Fig. 3 — Quasi-coronal MRI cropped to show superior oblique muscles exhibiting anisotropic atrophy in superior oblique palsy, and corresponding normal fellow muscles.

The qualitative categorization of palsied SO morphology was then validated by quantitative morphometry of ellipses automatically fit to the SO cross sections. Figure 4 plots the mean length of major (top left) and minor (middle left) axes, and the mean area (bottom left) of the involved SO cross section in image planes throughout its anteroposterior extent in the orbit. Figure 4 top left demonstrates significant differences in major axis of the SO cross section among the anisotropic atrophy, isotropic atrophy, and normal control groups (P=0.001, ANOVA). This analysis confirms that in anisotropic atrophy group, the major axis of the SO cross section was modestly but significantly subnormal from image planes 1 to 5 posterior to the globe-optic nerve junction (P <0.05 for all), but the major axis in the isotropic atrophy group was profoundly reduced throughout the entire length of the SO (P<0.0001 for all) compared to normal. Figure 4 middle left shows significantly but similarly subnormal minor axes in the isotropic and anisotropic atrophy groups (P=0.001, ANOVA) throughout the entire SO length except the image plane 12 mm anterior to the globe-optic nerve junction. Figure 4 bottom left demonstrates more significant reduction in SO cross sectional area in the isotropic than anisotropic SO atrophy groups (P=0.001, ANOVA). This reduction was significant from 6 image planes posterior to 1 image plane anterior to the globe-optic nerve junction in the anisotropic atrophy group (P <0.05 for all), but significantly subnormal throughout the entire length of the SO in the isotropic atrophy group (P <0.0001 for all). Figure 4 illustrates that the major (top right) and minor axes (middle right), and the mean area (bottom right) of the SO cross sections of fellow eyes in both the anisotropic and isotropic SO atrophy groups were similar to normal (P>0.2 for all).

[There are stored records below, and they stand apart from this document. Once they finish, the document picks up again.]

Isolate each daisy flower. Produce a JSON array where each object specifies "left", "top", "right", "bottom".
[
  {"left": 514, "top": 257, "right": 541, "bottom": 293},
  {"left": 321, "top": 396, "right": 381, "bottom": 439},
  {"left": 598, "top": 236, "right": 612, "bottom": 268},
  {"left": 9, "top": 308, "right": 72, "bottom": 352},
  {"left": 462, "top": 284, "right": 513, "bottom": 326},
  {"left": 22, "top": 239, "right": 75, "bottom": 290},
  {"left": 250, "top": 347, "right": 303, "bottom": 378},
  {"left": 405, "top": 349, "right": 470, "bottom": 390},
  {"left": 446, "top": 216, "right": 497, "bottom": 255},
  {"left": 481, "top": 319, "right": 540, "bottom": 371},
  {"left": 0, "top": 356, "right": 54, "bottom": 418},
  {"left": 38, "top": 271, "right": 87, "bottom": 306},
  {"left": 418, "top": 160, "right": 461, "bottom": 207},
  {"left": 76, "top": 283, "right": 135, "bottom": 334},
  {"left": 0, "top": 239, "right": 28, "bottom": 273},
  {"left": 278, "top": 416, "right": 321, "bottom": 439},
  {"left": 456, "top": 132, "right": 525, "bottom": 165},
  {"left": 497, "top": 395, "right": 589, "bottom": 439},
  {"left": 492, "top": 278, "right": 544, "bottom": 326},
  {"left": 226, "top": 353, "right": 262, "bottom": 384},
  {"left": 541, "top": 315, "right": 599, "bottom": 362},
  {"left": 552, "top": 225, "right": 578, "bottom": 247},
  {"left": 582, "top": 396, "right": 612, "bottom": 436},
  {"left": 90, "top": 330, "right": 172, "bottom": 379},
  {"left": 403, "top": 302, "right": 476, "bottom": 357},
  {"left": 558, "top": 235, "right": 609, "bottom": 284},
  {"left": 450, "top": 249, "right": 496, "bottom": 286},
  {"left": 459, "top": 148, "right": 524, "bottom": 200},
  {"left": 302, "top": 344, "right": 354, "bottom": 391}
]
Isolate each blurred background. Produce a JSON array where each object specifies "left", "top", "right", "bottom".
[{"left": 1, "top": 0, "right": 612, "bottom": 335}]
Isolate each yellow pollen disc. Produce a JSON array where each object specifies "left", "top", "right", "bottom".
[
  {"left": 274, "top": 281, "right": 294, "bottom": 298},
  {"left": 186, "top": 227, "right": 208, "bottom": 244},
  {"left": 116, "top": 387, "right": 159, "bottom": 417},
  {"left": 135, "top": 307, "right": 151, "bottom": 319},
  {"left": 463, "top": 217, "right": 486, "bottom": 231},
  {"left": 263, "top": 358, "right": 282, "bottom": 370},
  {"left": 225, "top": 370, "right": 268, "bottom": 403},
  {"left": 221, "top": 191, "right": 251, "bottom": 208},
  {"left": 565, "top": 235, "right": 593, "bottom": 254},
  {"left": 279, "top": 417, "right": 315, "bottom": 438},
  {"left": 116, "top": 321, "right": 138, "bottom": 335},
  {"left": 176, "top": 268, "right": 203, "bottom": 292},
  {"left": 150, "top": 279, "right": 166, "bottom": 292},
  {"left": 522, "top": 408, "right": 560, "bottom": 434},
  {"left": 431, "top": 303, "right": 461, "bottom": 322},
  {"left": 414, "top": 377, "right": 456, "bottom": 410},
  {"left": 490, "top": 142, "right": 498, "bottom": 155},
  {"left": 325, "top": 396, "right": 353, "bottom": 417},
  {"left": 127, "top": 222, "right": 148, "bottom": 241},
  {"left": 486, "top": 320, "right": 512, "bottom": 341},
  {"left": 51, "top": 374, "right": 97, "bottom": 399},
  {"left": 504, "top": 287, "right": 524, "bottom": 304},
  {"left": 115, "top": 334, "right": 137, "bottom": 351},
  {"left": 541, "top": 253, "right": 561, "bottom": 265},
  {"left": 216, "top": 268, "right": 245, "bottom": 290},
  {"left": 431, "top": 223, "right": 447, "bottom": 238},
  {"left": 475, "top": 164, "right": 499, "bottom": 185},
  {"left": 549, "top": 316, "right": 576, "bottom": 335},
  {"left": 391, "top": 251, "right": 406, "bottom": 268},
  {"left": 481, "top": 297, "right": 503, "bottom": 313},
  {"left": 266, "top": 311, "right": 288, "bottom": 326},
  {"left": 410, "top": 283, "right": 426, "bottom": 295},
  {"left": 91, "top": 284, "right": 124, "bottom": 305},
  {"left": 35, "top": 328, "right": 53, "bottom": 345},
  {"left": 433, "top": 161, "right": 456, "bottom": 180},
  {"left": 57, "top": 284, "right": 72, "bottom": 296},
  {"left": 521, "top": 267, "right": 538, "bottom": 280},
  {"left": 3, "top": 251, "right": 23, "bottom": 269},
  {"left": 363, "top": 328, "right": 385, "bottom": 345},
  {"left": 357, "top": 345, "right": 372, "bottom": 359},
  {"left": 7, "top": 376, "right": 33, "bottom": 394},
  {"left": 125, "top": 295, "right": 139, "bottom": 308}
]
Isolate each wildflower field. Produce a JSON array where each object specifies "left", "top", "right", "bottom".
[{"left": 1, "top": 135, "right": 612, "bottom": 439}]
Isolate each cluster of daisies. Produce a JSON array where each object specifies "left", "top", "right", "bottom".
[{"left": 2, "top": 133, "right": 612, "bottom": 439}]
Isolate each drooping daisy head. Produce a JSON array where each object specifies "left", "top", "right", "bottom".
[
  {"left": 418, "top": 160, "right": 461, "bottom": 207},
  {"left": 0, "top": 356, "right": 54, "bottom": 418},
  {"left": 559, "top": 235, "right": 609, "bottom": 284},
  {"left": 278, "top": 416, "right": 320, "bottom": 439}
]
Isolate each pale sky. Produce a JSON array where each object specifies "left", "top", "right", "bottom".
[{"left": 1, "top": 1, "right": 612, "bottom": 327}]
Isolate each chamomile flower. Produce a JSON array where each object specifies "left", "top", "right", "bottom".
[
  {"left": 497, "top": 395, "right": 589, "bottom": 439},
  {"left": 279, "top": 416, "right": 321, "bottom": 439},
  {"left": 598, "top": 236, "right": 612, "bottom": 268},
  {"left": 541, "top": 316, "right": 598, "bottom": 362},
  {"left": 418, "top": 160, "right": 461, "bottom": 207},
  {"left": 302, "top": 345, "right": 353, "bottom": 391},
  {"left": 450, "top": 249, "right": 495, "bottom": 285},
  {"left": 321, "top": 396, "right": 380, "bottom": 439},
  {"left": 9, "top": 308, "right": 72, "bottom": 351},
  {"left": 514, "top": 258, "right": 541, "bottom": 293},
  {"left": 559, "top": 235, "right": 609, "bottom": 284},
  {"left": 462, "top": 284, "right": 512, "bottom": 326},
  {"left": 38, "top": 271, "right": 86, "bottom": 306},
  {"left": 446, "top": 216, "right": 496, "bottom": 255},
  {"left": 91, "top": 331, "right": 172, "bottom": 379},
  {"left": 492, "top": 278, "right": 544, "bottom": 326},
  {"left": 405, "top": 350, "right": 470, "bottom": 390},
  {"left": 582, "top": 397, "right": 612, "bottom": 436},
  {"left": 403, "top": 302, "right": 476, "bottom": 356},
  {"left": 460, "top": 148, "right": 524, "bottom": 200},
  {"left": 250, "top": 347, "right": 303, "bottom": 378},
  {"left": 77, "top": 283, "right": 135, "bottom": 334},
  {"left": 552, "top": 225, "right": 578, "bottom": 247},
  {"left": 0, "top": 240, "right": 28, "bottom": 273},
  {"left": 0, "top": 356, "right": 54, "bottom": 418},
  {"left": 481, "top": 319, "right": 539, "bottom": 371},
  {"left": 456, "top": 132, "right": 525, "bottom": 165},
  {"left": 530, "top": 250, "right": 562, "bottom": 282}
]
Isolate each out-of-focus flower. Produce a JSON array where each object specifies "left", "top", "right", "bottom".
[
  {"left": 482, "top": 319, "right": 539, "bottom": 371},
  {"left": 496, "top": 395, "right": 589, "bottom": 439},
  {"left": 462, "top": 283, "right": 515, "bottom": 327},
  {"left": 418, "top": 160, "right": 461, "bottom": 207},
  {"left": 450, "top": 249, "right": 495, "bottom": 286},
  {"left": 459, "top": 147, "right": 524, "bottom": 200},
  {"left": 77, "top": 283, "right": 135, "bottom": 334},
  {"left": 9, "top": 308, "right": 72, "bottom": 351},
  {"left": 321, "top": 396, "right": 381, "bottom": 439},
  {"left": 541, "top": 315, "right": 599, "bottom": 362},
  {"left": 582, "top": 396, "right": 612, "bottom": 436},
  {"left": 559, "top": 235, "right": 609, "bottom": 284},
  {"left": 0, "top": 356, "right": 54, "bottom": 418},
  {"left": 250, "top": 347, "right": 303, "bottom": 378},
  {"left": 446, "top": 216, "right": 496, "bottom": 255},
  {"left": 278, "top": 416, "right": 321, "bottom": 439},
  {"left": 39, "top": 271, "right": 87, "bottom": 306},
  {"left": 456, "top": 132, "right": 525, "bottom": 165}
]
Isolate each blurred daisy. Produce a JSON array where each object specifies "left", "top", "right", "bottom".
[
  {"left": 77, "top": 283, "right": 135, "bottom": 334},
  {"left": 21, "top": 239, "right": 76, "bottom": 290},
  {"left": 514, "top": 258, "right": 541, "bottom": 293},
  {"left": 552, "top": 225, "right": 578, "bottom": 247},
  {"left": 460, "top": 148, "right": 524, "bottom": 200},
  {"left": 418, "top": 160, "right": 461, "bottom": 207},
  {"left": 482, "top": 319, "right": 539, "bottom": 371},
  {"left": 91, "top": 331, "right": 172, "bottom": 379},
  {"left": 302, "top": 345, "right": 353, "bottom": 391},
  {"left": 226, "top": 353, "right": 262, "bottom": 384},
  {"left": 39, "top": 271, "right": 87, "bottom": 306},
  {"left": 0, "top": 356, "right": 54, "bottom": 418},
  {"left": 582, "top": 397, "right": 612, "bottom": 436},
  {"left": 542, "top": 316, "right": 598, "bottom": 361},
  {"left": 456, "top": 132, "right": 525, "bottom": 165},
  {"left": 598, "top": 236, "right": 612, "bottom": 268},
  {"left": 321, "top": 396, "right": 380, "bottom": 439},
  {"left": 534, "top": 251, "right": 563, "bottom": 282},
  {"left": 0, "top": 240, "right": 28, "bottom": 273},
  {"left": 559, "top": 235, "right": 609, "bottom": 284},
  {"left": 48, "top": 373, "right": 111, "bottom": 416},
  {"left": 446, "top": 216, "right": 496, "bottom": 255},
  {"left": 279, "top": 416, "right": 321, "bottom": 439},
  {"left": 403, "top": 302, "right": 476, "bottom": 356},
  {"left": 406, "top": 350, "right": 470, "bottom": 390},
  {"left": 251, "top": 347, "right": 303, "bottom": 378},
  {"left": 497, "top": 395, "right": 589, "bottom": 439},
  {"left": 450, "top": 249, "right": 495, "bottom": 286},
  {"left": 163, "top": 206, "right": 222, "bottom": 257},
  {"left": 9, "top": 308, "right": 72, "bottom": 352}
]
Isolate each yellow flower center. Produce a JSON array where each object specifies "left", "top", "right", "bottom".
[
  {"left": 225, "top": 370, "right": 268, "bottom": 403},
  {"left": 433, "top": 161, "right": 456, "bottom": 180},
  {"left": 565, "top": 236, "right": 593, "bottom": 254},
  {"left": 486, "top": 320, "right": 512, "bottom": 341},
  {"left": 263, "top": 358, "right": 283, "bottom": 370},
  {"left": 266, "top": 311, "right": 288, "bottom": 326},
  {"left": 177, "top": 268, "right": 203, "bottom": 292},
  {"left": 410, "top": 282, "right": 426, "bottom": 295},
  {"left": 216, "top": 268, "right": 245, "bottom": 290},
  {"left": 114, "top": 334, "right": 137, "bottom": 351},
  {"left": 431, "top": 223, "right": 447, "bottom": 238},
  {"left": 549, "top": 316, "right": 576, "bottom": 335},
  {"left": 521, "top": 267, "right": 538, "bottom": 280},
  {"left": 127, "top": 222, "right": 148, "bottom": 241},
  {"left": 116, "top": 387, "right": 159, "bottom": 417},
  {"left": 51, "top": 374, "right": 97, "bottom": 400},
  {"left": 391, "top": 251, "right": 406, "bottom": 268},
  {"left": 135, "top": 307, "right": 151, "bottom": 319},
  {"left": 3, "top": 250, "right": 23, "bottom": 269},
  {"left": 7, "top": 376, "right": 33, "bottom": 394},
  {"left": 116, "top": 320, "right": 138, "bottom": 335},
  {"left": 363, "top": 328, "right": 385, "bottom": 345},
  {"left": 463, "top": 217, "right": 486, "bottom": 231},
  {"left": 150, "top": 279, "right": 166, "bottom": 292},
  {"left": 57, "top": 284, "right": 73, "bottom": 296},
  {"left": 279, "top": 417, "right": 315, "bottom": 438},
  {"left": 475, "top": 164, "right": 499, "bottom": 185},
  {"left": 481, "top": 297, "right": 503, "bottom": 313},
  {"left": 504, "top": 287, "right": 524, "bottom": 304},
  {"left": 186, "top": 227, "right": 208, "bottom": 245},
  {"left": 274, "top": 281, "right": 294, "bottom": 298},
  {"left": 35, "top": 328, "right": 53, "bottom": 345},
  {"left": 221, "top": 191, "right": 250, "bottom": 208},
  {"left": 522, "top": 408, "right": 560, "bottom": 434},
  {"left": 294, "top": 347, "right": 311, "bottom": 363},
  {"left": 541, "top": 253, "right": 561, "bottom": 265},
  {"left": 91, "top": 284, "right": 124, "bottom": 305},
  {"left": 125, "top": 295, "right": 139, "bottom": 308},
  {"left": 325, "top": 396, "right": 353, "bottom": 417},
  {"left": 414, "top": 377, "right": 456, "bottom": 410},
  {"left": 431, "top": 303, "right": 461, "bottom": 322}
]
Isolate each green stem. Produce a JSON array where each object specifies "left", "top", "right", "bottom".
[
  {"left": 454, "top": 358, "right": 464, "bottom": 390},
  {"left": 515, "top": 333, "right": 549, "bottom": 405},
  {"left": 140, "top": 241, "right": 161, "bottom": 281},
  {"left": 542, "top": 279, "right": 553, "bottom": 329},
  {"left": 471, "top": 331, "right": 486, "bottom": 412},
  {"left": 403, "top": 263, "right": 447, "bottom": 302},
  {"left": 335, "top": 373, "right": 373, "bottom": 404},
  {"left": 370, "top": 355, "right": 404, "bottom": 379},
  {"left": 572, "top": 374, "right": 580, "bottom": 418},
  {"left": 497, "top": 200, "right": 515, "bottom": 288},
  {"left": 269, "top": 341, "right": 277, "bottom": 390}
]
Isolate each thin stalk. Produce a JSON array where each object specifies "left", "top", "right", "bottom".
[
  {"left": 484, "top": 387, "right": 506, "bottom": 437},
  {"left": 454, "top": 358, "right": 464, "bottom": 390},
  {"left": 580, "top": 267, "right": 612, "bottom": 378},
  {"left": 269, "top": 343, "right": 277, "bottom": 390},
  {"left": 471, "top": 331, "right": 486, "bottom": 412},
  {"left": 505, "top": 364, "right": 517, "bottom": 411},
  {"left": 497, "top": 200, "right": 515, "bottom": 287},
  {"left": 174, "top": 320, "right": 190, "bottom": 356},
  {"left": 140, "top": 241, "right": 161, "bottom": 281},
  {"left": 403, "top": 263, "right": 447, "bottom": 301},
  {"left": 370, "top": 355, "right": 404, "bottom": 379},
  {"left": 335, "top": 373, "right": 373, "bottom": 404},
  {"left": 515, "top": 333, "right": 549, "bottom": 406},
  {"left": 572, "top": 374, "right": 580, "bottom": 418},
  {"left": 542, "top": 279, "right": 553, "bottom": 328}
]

Fig. 4 — Major and minor axes of the superior oblique (SO) cross section in SO palsy exhibiting isotropic and anisotropic SO atrophy, and in normal control subjects. Image planes are 2 mm thick image and numbered positively anterior and negatively posterior to zero at the globe-optic nerve junction. Significant differences from normal are indicated by single and double asterisks at the 0.05 and 0.01 levels, respectively, by unpaired t testing.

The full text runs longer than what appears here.